SAMPLE CASE BRIEF

 

Garratt v. Dailey

46 Wash. 2d 197, 279 P.2d 1091 (1955)

by

Professor Edward C. Martin

CAPTION:

    NAME: Garratt v. Dailey

    COURT: Washington Supreme Court

    DATE: (1955)

TYPE OF ACTION: Action for Battery.


FACTS: Plaintiff was about to sit in a lawn chair when Defendant pulled the chair out from underneath her in order to sit in it himself. When he realized that Plaintiff had intended to sit in the same chair, he pushed it back toward her, but not before she fell to the ground, sustaining an injury.


PROCEDURAL HISTORY: The trial court, after a bench trial, dismissed Plaintiff's complaint.

CONTENTIONS OF THE PARTIES:

    PLAINTIFF: Plaintiff can establish liability for a "Battery," even though proof fails to show that Defendant had any "actual" intent to cause harmful or offensive contact with Plaintiff's person.
    DEFENDANT: Since proof establishes that Defendant had no "actual" intent to cause harmful or offensive contact with Plaintiff's person, there can be no liability for a "Battery."
ISSUE: Can liability for a "Battery" be established absent proof that Defendant had any actual intent to cause harmful or offensive contact with the Plaintiff's person?

HOLDING: YES


RULE: Intent for a "Battery" may be implied where the defendant has knowledge to a "substantial certainty" that harmful or offensive contact with the plaintiff's person will result from the defendant's intended course of action.


RATIONALE:

The requisite intent for a "Battery" may be IMPLIED where the defendant has "knowledge to a substantial certainty" that harmful or offensive contact will result from the defendant's intended course of action.

    NOTE: Based upon the Court's analysis in this case, this "Rule" may reasonably be expanded to include any intentional tort.

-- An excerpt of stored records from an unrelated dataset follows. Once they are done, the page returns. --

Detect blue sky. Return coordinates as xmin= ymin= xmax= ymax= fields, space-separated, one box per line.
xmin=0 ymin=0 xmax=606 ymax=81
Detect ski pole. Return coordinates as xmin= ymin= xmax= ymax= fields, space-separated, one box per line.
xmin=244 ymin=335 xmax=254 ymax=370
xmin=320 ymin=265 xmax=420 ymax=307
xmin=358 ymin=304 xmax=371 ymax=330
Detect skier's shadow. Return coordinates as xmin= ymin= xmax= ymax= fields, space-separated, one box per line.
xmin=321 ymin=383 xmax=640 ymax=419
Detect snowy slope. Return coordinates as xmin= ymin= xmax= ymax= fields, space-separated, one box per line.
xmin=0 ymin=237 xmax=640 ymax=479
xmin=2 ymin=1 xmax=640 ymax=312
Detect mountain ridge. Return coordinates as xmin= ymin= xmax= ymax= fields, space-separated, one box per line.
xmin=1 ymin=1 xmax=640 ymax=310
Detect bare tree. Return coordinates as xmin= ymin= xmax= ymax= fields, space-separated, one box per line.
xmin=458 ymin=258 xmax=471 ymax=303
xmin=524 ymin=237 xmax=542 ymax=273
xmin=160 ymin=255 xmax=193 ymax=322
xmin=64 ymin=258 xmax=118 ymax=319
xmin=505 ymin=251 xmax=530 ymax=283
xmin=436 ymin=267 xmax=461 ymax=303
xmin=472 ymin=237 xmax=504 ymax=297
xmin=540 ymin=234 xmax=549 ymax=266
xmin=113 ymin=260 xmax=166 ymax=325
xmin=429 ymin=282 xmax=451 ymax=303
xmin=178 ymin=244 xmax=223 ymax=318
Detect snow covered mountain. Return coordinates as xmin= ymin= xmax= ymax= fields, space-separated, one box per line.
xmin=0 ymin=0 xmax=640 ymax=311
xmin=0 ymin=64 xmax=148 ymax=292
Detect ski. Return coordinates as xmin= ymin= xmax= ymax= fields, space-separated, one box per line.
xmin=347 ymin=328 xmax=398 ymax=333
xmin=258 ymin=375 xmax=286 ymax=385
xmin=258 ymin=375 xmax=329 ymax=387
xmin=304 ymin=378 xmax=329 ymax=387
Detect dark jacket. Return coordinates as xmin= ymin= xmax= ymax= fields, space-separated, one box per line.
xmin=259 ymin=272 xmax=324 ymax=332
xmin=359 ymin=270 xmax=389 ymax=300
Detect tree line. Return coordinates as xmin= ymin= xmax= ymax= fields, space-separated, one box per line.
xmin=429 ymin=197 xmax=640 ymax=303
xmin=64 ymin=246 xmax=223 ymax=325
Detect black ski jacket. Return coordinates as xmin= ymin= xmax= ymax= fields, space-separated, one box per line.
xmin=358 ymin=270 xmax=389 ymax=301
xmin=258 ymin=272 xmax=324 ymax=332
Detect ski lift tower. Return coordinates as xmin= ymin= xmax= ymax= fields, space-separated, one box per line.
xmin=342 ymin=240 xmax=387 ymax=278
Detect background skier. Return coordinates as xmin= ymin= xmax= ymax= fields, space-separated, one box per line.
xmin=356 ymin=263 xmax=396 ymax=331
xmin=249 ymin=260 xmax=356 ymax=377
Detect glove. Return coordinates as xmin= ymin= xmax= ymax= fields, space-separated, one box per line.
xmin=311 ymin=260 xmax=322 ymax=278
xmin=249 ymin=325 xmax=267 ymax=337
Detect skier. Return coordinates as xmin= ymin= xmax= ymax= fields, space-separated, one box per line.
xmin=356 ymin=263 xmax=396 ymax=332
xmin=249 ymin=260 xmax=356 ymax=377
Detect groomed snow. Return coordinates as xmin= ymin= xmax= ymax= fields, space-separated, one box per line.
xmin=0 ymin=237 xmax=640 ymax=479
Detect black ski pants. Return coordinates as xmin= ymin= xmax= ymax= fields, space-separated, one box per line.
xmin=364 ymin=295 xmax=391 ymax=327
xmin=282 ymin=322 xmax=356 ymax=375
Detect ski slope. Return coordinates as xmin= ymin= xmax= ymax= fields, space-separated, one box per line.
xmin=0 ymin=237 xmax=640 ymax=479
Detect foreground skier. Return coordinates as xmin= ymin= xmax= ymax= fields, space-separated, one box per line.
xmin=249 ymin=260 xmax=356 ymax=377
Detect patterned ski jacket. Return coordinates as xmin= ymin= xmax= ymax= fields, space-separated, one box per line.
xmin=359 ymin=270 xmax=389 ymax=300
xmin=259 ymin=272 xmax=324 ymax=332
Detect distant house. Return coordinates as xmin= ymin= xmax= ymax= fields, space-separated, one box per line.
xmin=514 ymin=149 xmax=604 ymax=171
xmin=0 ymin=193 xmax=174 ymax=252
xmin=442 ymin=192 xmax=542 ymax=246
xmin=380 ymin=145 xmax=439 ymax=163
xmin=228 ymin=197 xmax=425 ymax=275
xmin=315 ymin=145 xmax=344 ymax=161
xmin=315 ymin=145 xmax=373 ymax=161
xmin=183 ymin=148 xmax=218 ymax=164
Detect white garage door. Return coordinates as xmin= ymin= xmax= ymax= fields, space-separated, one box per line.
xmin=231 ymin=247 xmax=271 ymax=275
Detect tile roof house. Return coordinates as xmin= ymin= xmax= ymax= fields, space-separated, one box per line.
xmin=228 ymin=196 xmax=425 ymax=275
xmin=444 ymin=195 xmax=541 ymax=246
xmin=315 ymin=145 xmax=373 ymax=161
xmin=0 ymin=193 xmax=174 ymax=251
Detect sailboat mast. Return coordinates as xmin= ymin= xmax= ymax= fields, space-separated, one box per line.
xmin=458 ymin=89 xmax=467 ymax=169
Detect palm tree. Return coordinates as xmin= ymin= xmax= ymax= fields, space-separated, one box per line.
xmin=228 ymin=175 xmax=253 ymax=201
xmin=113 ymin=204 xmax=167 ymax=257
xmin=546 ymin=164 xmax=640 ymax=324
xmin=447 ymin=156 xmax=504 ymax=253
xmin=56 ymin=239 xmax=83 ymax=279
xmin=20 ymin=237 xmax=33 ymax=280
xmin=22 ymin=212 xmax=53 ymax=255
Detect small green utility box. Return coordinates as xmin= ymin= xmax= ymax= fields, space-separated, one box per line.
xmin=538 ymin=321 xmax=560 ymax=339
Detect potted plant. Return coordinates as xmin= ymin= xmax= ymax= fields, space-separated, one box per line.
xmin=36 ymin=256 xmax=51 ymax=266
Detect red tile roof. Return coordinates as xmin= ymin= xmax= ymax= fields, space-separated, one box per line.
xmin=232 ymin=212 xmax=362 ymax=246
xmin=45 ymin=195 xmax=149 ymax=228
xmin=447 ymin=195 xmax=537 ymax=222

Thus, the "Rule" may be more broadly stated as "Intent for any intentional tort may be IMPLIED where the defendant has knowledge to a 'substantial certainty' that tortious injury to the plaintiff (or at least someone) will result from the defendant's intended course of action."

RESULT: Case remanded for a retrial to determine specifically WHAT this particular Defendant (at age 5 years, 11 months) knew (or didn't know) about the consequences of his pulling a chair away from a person who was about to sit down in it.